TDセキュリティーズは、次期FRB(米連邦準備制度理事会)議長のケビン・ウォーシュ氏が、インフレをより正確に測るための新たな手法を支持していると指摘した。具体例として、外れ値(急騰・急落)を除いて基調を捉える「トリム平均(trimmed mean)指数」や、膨大な価格データを使って物価を把握する「ビッグデータ価格プロジェクト(big-data price project)」が挙げられるという。ただし、こうした追加的な物価指標は、近い将来の金融政策の道筋を変える可能性は低いとしている。
同社によれば、FRB当局者はすでに幅広いインフレ指標や景気指標を点検している。利下げ(政策金利の引き下げ)には、物価の「基調(基盤となる動き)」が平常状態に戻りつつあることを示す、明確な証拠が必要だとした。
Policy Easing Bar Remains High
TDセキュリティーズは、早期の金融緩和(利下げ)のハードルは依然として高いと述べた。一方で、インフレ率を押し上げている要因の一部は一時的な可能性があるとも指摘した。

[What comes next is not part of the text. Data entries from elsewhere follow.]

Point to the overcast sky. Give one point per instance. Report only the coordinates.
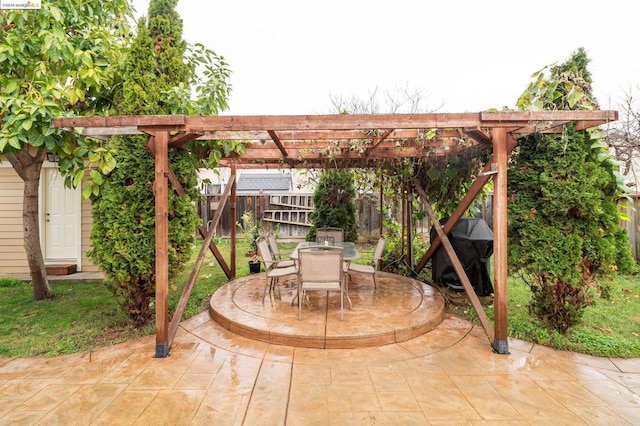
(291, 57)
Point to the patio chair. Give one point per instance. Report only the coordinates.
(372, 267)
(275, 252)
(330, 234)
(320, 268)
(273, 272)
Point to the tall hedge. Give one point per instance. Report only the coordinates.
(123, 235)
(334, 203)
(564, 226)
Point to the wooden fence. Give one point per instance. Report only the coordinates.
(288, 215)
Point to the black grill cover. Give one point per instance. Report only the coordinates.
(472, 240)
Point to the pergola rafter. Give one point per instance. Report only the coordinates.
(344, 141)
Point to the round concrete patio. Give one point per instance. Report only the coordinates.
(402, 309)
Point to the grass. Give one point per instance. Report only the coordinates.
(84, 316)
(609, 327)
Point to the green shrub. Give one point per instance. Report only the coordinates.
(334, 204)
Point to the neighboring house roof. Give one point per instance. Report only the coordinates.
(264, 182)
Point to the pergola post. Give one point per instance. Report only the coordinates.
(233, 213)
(500, 342)
(161, 189)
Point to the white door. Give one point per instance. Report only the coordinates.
(61, 214)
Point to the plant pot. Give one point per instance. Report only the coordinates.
(254, 267)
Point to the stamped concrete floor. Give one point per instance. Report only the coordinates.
(448, 375)
(402, 308)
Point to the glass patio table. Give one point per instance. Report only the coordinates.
(349, 250)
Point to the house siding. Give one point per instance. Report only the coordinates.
(13, 259)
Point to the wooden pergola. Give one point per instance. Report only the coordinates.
(304, 141)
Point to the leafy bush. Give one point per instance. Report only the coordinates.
(564, 225)
(334, 204)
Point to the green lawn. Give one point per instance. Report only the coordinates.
(609, 328)
(84, 316)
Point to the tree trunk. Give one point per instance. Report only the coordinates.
(28, 168)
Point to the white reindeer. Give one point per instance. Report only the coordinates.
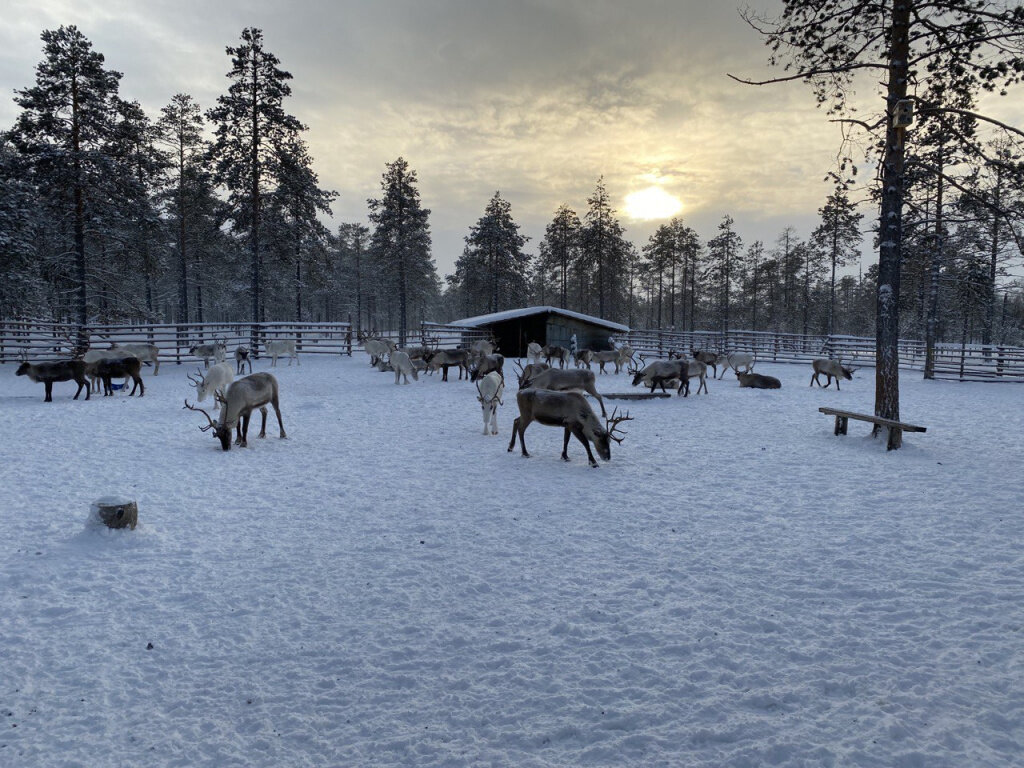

当面のFRBの最も可能性が高い姿勢は、金利を据え置くことだという。9月のFOMC(米連邦公開市場委員会)までに利下げ開始に十分な材料がそろい、そこから中立水準(景気を押し上げも押し下げもしない金利水準)に向けて段階的に移行すると予想している。
新たなインフレ指標が登場しても、FRBは様子見が最も自然な選択になりやすい。市場参加者にとって、今後数カ月で利下げに賭けるのはリスクが高いことを意味する。インフレが正常化していることが「否定できない形」で確認できるまで、FRBは据え置き状態を続けるとの見方だ。
こうした慎重姿勢は直近データにも裏付けられる。2026年3月のCPI(消費者物価指数)は、総合(ヘッドライン、全品目ベース)インフレ率が3.1%と高止まりした。背景には、サービス価格と住居費(シェルター、家賃など住まいに関わる費用)の粘着的な上昇がある。これではFRBが早期に緩和へ動く説明は難しい。市場では、9月会合前の利下げ確率は20%未満と織り込まれている。
Market Implications For Traders
2025年末時点では、2026年夏までに利下げ開始という見方が多かったが、その時期は後ろ倒しになった。2026年3月の雇用統計で雇用者数が24万人増と堅調だったことも、拙速に動かない理由を強めた。今後数週間の焦点は、FRBが「据え置き」であることに置かれる。
この安定が見込まれるなら、短期的にはボラティリティ(価格変動の大きさ)が低位にとどまる可能性がある。VIX指数(米株市場の予想変動率を示す指標)が14前後で推移している状況では、短期オプション(満期が近いオプション)を売ってプレミアム(オプションの代金)を受け取る戦略が有利になり得る。もっとも、予想外のインフレ指標や雇用指標が出れば、この落ち着きは急速に崩れ得る。
金利デリバティブ(将来の金利変動に連動する金融商品)では、より先の日程に目を向けるのが要点になる。6月や7月ではなく、9月会合前後の利下げを反映したポジションが検討対象となる。例えば、SOFR先物(米国の短期金利指標SOFRに連動する先物)オプションを使い、第4四半期の政策転換を狙う設計が考えられる。
株式市場では、FRBの「高金利が長期化(higher for longer)」は成長株の重しになりやすい。デリバティブを用いた防御的なポジションが現実的だ。例えば、株価指数へのプロテクティブ・プット(相場下落時に損失を抑えるためのプットオプション購入)で、FRBの先送りに市場がしびれを切らした局面の下振れに備える方法がある。